Crummy deal for call centre workers

14 July 2014
A call centre worker

Call centre workers at Stellar around Australia were narrowly defeated in trying to reject a company-drafted enterprise agreement that froze wages for three of the next four years.

Workers on Stellar’s Vodafone contract in Brisbane’s Fortitude Valley were slugged the hardest: their 17 percent overnight shift loading was thrown out the window.

Stellar, the late 1990s offspring of Telstra and the Texas-based Jensen Family, was set up to outsource call centre work on the cheap and undermine established CEPU and CPSU industry awards.

The recent agreement was accepted by a narrow 54 percent majority. Nevertheless, delegates and union members have drawn positives from the result. At a post-EA meeting, one worker proudly stated: “Nine months ago, before our push for respect, this agreement would have polled 90 percent. Now management aren’t even promoting the result.”
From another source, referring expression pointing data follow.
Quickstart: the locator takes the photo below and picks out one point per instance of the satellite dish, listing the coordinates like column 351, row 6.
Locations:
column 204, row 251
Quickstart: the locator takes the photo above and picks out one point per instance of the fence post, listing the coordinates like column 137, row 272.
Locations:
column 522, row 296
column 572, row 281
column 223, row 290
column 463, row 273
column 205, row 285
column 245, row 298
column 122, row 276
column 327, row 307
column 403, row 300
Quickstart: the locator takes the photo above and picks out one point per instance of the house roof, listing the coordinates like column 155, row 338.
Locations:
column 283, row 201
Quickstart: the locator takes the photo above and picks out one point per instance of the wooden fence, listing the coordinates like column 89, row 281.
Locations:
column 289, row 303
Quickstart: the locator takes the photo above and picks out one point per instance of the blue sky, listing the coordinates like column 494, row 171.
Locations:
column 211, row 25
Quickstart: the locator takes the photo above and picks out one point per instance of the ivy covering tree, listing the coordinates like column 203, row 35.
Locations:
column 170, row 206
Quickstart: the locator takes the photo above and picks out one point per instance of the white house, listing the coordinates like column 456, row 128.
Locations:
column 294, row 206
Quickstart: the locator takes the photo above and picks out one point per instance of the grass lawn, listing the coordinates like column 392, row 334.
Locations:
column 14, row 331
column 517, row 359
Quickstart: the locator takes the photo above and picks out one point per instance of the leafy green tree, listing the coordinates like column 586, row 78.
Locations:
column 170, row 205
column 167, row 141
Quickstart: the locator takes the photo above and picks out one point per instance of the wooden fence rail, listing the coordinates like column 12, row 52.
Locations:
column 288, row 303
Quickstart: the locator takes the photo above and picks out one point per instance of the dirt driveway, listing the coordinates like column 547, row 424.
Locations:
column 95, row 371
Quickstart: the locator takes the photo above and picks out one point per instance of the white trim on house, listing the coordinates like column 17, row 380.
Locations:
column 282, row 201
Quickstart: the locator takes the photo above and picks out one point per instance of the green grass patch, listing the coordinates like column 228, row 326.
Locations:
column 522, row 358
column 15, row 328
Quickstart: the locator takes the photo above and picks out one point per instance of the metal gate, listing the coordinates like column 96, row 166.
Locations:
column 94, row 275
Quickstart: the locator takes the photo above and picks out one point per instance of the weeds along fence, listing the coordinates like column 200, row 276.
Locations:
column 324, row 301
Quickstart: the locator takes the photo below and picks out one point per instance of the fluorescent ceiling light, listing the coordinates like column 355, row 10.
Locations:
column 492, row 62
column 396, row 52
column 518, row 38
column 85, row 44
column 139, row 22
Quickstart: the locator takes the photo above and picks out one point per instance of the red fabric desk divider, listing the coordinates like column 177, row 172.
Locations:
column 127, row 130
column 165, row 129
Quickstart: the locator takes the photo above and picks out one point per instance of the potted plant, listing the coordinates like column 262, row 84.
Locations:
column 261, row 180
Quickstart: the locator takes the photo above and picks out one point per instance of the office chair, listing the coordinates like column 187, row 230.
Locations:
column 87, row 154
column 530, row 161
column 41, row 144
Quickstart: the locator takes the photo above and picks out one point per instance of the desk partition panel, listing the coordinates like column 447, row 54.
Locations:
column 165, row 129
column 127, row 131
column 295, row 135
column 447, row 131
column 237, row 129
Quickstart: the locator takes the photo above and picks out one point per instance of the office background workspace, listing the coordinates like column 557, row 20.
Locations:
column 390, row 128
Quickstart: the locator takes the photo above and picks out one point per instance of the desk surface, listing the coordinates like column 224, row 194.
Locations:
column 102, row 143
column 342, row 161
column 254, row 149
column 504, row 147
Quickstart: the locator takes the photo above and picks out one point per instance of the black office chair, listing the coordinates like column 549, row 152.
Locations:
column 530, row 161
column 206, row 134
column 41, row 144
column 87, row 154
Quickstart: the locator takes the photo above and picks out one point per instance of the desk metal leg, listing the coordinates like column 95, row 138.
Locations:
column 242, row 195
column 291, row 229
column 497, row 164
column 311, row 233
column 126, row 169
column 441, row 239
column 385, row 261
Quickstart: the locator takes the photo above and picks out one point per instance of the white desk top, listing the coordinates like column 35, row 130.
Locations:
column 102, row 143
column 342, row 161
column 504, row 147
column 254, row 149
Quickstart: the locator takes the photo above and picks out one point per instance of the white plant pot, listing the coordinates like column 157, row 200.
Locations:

Further to the wage freeze, Stellar has introduced monthly incentive payments.

Employees capable of structuring their daily work routine to the precision of seconds are rewarded with a monthly incentive payment of $30-50.

The requirements? An average phone call time of 497 seconds and 95 percent adherence to a strict start, break and finish schedule. Receive a phone call that runs more than five minutes over the time you were scheduled to take a break or finish? Take one more 70-second bathroom break than the roster allowed for? Adherence target gone for the day.

If the process of structuring every second of your work routine around Stellar’s meticulous productivity requirements has forced you to take a single day of sick leave (something hard to avoid in battery farm call centres), you can take your monthly minimum pay without the trimmings, in the sound knowledge that the extra profit you painstakingly generated will go to some rich Texan arsehole family’s fleet of Hummers.

The upside is that sites with existing union membership have increased density quite considerably through organising against this degrading offer. That gives us a base, and the experience, to take up the fight again in the future.